Topix, which buys traffic to slideshows that rack up tons of page views, was affected by this shift. Four months ago, the site’s viewability hovered around 40%, so programmatic buyers optimized away from it.

Topix started improving viewability, first by removing its worst ad units – the 40% of ad impressions that averaged just 5% viewability.

Other ad units were highly viewable in some browsers or devices, but nonviewable elsewhere. Topix removed those units more selectively. Some ad units now load dynamically based on whether a user is viewing from Chrome, Firefox, an iPhone or an Android device, for example.

Dealing with the fact that readers wanted to browse through slides faster than ads could be called and loaded required another approach.

Topix didn’t want to get rid of slideshows, which would send its average of 70 page views per user plummeting. Those page views made Topix’s traffic-buying strategy viable.

Instead, Topix made fewer ad calls by holding bids and using them for subsequent page views. Topix no longer had to initiate a separate ad call for each of the 70 page views.
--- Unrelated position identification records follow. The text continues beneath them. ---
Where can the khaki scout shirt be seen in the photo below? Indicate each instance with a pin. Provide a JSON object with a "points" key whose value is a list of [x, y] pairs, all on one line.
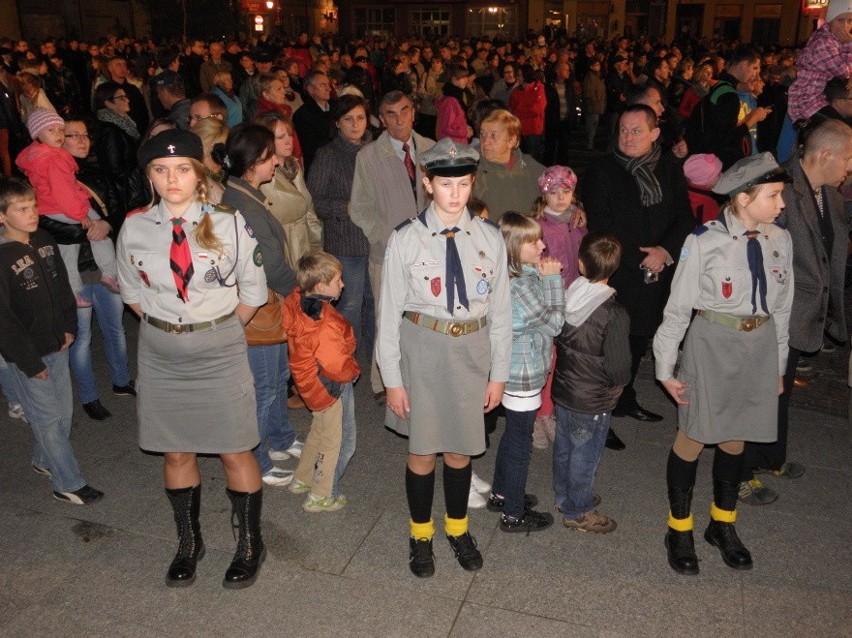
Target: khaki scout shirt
{"points": [[220, 281], [414, 277], [713, 274]]}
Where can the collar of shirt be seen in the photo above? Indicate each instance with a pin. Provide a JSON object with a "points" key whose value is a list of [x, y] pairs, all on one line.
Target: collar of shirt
{"points": [[191, 215], [397, 147]]}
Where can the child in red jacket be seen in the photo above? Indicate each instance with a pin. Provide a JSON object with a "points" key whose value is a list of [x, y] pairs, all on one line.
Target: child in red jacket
{"points": [[322, 362]]}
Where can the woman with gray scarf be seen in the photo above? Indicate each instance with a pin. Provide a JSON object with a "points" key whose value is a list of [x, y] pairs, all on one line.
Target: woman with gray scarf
{"points": [[116, 143]]}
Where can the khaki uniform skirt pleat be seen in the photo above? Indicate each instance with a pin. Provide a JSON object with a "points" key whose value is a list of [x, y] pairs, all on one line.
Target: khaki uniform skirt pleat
{"points": [[196, 391], [733, 383], [446, 378]]}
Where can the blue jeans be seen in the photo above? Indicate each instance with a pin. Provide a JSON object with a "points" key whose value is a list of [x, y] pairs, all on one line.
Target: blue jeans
{"points": [[577, 451], [49, 406], [347, 442], [513, 461], [356, 302], [109, 309], [7, 382], [271, 370]]}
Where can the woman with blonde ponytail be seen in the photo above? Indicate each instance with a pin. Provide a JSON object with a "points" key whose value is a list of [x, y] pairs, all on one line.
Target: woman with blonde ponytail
{"points": [[191, 271]]}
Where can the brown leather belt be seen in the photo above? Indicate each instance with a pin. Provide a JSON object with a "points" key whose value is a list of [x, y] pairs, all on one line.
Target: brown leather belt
{"points": [[180, 328], [445, 326], [746, 324]]}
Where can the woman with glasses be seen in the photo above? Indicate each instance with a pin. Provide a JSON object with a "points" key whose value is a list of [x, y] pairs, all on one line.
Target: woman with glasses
{"points": [[116, 143]]}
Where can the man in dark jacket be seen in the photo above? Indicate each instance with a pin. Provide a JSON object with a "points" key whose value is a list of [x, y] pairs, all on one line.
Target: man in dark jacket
{"points": [[638, 193], [313, 120], [817, 225], [714, 125]]}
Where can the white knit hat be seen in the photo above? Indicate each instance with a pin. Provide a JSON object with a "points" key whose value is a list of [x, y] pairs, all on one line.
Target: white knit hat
{"points": [[42, 119], [836, 8]]}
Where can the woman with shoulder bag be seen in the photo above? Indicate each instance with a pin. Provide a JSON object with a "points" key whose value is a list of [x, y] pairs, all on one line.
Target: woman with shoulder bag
{"points": [[251, 161]]}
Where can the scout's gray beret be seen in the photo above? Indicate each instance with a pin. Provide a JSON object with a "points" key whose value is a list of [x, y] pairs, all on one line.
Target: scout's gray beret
{"points": [[450, 159], [750, 171]]}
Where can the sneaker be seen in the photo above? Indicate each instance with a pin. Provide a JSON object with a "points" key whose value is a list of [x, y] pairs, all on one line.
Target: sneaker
{"points": [[421, 560], [478, 484], [464, 547], [596, 500], [295, 450], [475, 500], [324, 503], [44, 471], [299, 487], [128, 390], [593, 522], [495, 502], [83, 496], [278, 477], [16, 411], [278, 455], [110, 283], [788, 470], [531, 521], [754, 492]]}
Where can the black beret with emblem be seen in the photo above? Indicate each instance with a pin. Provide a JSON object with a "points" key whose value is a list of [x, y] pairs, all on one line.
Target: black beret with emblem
{"points": [[171, 143], [450, 159]]}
When a reader starts a slideshow, Topix makes ad requests to all its header bidding partners and serves ads normally. Then, when the user clicks to the next page, it serves the next-highest bid, avoiding a duplicate ad call.

By using this technique, Topix lowered overall bid requests by 80%.

Bid caching is often considered a no-no by buyers, because they’re getting something different than what they paid for.

But Topix said its partners are okay with the technique because it holds bids for only 20 seconds, and only while the user stays on the same URL – which ensures the ad won’t show up on another slideshow that the buyer doesn’t consider brand-safe.

If the user clicks to another slideshow, Topix throws out all the bids and starts over.

“For our site, it works well, because the user is in the same place,” Topix CEO Chris Tolles said. “If you were a more traditional news site, that would be more difficult.”

Plus, Topix said its technique also helps out slower exchanges – like Facebook Audience Network, which hasn’t always returned bids quickly.

If slow exchanges return a bid after its two-second timeout, Topix will let those buyers’ bids through on subsequent page views, giving them access to inventory they would have missed.

And if a reader scrolls too quickly through a slideshow, Topix holds the same ad over a few page views, refreshing only after it hits a viewability threshold.

All of Topix’s techniques raised average viewability from 40% to 80%, which increased CPMs 50% above their previous levels.

As a bonus, holding bids made the slideshows load faster – and used up less mobile data, since the slideshows no longer made dozens of ad calls.

“For every page view, there would be 30 header bidding partners because there were three ads per page,” said engineering VP Mike Sawka. “There was a huge amount of data going back and forth.”

And faster load times mean more engaged audiences. Because pages load up to 50% faster with the held bids, users consume 10% more page views than before, according to Topix.

Topix plans to continue to optimize for ad viewability in the months ahead, finding smaller tweaks to make that will turn the dial up on viewability and save the slideshow.